Yes, many times Jesus had mentioned this Spirit of Truth, this Counselor, this Comforter, this Teacher Who will remind us and tutor us. But what could that matter to us ... if it is not Him?! Anyway, we do not understand what or who such a figure might be. All that matters to us now is a slowly dawning truth that He will be leaving us — the Shepherd on Whom we could always rely, Who stilled the winds and calmed the seas and Who pledged always to seek the stray lamb, for not one He said could ever be lost.

Surely now, we are lost, scattered on a hillside, a flock without a shepherd. And we finally understand the nervous demands and edgy emotions of Phillip and Thomas and the others who flailed within their spirits demanding that He explain more about His departure: Who and What is the Father? When will the Kingdom of Israel be restored? Where exactly are you going? Why can't we come? And, then, on that first Ascension Thursday, He disappeared. And we were alone. And then the sun set, and our alone-ness only deepened. The next day the sun rose, and, no doubt, they looked for Him around every corner, for that is the way He appeared to them following His resurrection. But He does not appear, and the world, therefore, was filled only with emptinesses. And again the sun set. And each morning from there on would hold the same empty promise.

During these ten days, between the Ascension of our Lord and Pentecost, is a time of deep, personal crisis. We do well to recall that the Holy Spirit will remind us of everything we have already learned, for this in-between period recalls another crisis, suffered not so long ago: Holy Saturday. And we must realize that the path to Heaven is not so much a following Jesus as a crowd trailing Him from place to place to see what is next. The path to Heaven is an inner path, and spiritual advancement can never occur without crisis. For while spiritual growth is a becoming, it is also an undoing. We are undone! A whole world we knew must die, so that all that is good and noble and worthy within us might be free to live!

Once we enter those depths of conversion what is next for us? A generative swirl of creative love and energy surrounds us as we seamlessly enter an eternal communion with the Lord Who seamlessly enters the Father as the Father enters Him. We participate in a power of love so great that it made an entire world that was good. This is the Trinitarian conception of the Latin West — that the Holy Spirit proceeds from the love between the Father and the Son, and the Spirit will enfold us into this divine unity. Listen again to the words that we read yesterday on the Vigil of the Ascension:

"I have made your name known to those whom you gave me from the world.
They were yours, and you gave them to me, and they have kept your word.
Now they know that everything you have given me is from you; ... All mine
are yours, and yours are mine; and I have been glorified in them.
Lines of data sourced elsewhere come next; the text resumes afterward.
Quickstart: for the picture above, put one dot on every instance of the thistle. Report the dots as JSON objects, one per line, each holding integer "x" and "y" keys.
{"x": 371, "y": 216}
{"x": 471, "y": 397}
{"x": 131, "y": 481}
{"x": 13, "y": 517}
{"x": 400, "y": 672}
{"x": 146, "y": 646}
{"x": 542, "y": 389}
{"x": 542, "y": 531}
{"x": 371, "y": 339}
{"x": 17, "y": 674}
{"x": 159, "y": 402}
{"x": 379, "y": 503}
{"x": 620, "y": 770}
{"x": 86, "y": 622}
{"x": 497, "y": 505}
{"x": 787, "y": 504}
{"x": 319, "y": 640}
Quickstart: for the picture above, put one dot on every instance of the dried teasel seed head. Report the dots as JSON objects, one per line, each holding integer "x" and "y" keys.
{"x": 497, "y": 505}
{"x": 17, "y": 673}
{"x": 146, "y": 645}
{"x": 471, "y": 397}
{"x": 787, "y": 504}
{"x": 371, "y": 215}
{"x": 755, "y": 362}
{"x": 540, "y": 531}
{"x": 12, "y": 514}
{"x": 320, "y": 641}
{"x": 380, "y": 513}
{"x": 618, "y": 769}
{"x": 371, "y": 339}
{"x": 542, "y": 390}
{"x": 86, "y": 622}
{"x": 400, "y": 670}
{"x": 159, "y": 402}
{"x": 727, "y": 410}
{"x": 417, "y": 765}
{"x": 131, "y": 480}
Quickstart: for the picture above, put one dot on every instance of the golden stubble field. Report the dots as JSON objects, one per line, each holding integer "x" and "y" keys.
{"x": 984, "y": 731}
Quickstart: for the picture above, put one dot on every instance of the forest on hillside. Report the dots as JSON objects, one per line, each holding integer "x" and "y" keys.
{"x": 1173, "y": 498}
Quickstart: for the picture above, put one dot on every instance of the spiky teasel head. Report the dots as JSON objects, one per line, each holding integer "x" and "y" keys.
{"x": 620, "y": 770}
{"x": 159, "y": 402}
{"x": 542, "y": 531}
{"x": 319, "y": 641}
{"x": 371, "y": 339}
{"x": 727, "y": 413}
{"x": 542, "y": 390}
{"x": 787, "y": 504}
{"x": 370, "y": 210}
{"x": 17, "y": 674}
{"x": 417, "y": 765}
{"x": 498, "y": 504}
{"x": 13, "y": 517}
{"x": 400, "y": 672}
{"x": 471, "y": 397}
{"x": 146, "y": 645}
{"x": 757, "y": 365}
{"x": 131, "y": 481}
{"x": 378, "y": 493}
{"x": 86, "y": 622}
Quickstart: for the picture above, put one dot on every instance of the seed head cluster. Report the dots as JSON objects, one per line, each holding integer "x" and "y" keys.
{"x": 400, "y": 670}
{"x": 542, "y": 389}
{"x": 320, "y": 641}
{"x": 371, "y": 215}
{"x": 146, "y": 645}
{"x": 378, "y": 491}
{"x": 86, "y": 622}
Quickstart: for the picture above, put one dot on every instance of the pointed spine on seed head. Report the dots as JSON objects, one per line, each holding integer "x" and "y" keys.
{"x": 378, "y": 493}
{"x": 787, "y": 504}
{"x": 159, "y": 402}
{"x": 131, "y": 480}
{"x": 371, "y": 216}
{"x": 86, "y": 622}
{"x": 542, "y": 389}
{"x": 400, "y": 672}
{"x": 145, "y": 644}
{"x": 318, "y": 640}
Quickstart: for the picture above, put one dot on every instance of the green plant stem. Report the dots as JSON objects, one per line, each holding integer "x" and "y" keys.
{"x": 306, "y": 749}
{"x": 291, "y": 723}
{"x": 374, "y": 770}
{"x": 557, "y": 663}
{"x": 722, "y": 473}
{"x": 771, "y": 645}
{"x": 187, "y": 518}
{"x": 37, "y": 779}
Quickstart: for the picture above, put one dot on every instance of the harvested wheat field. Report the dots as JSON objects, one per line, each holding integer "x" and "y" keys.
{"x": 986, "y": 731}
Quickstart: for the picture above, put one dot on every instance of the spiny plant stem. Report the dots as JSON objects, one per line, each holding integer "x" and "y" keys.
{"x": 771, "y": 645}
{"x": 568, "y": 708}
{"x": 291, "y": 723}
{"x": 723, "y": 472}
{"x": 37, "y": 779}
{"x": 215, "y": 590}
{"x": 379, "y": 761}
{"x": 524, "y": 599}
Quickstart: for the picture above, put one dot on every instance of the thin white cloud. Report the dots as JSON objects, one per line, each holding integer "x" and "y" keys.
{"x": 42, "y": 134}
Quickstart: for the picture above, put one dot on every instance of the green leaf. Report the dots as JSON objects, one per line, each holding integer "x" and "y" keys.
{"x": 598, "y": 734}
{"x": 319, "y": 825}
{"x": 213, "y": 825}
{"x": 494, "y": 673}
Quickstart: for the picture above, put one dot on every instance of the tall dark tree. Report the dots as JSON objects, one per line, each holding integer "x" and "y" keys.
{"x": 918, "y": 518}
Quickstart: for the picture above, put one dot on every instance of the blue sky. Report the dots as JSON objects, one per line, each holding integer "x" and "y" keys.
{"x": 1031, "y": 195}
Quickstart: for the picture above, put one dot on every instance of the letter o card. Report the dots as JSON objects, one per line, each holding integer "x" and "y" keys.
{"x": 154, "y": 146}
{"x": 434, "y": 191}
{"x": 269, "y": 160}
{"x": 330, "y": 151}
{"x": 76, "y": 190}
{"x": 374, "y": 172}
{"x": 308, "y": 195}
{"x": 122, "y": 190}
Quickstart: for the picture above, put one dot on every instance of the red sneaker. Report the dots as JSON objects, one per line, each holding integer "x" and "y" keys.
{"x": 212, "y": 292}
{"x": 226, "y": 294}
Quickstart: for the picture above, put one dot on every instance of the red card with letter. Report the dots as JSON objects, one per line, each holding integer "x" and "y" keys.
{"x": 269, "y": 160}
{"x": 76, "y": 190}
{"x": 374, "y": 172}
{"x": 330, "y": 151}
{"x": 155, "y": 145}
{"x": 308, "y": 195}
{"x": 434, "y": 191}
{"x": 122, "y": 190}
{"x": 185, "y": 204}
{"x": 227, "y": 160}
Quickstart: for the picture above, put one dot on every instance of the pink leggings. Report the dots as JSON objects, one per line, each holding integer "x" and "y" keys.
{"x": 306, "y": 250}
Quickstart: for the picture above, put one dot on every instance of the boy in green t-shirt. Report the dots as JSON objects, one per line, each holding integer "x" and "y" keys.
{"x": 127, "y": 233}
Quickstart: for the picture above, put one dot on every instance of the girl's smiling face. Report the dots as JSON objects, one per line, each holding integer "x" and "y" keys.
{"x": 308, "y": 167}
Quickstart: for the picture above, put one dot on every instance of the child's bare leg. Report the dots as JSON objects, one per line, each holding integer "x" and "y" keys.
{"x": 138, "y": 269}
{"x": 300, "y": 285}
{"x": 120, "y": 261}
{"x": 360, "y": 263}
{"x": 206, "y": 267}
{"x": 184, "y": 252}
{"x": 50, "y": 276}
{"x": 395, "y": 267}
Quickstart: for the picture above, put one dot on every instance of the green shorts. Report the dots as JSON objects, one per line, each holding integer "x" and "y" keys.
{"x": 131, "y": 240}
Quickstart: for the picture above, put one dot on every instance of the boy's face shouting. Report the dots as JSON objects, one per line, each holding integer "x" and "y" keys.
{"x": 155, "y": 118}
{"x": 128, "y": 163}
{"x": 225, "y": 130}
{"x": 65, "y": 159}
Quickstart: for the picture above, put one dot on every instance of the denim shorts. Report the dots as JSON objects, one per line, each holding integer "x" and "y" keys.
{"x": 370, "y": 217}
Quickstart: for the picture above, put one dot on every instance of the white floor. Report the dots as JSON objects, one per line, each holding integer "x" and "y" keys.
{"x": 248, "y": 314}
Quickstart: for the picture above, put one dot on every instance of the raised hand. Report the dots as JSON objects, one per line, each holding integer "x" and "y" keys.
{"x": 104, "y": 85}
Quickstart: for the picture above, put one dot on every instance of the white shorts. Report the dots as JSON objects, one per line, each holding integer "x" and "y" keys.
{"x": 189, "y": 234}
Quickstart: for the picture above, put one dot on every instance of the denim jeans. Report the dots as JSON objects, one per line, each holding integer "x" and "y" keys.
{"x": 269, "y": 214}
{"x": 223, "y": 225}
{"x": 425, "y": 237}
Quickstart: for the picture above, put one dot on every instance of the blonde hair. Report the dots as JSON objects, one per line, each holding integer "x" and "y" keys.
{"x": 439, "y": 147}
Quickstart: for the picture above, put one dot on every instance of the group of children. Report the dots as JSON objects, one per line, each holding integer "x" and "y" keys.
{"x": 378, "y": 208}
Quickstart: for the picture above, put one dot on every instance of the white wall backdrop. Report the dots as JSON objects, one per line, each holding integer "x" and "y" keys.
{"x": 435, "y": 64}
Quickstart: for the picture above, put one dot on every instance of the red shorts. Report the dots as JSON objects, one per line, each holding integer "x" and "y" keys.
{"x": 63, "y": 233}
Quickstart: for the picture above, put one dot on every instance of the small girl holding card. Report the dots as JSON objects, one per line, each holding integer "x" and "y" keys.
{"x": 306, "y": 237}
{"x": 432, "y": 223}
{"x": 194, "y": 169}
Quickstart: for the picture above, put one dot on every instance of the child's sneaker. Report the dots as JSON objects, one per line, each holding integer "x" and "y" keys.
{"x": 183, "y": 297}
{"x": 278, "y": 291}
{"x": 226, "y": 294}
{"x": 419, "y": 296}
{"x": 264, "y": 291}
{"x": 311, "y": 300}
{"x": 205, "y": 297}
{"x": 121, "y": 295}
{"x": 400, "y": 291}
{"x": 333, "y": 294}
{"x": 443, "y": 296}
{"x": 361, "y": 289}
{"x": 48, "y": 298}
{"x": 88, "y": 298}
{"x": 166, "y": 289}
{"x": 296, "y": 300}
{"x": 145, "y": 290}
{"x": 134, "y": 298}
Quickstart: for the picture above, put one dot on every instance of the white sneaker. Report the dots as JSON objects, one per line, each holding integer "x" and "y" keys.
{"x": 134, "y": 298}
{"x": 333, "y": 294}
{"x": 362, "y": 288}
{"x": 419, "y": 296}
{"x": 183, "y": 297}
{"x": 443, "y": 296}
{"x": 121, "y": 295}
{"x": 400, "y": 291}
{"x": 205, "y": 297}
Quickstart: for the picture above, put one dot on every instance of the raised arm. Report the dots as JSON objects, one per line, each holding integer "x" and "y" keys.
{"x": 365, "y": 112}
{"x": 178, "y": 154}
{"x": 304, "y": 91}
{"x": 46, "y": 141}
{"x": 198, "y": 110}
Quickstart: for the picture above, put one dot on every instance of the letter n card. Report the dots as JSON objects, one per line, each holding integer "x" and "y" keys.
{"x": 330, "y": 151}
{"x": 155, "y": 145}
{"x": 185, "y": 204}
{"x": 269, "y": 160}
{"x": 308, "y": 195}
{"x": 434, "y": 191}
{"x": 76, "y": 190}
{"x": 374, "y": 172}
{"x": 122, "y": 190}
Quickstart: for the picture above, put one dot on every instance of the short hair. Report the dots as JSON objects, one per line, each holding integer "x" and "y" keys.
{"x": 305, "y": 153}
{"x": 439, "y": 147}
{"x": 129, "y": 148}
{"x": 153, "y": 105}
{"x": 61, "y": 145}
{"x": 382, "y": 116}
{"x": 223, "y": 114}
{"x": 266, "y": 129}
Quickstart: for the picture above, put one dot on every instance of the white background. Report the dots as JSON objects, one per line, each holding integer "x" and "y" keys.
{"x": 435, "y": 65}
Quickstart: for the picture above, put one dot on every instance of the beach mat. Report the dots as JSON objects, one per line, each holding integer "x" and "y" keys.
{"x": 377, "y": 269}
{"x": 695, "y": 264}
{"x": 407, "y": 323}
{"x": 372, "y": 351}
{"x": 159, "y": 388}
And now
I am no longer in the world, but they are in the world, and I am coming
to you. Holy Father, protect them in your name that you have given me, so
that they may be one, as we are one." (Jn 17:6-10)

We all began in the warmth of family: made to seek union-in-love with those to whom we were given. And from that moment we began down a path that would lead to the One Whose Name has been made known to us. He continues to call us. Each day does He call us. For the Father desires that each of us return Home, where He Is and we, therefore, must be.

In the Name of the Father and of the Son of the Holy Spirit.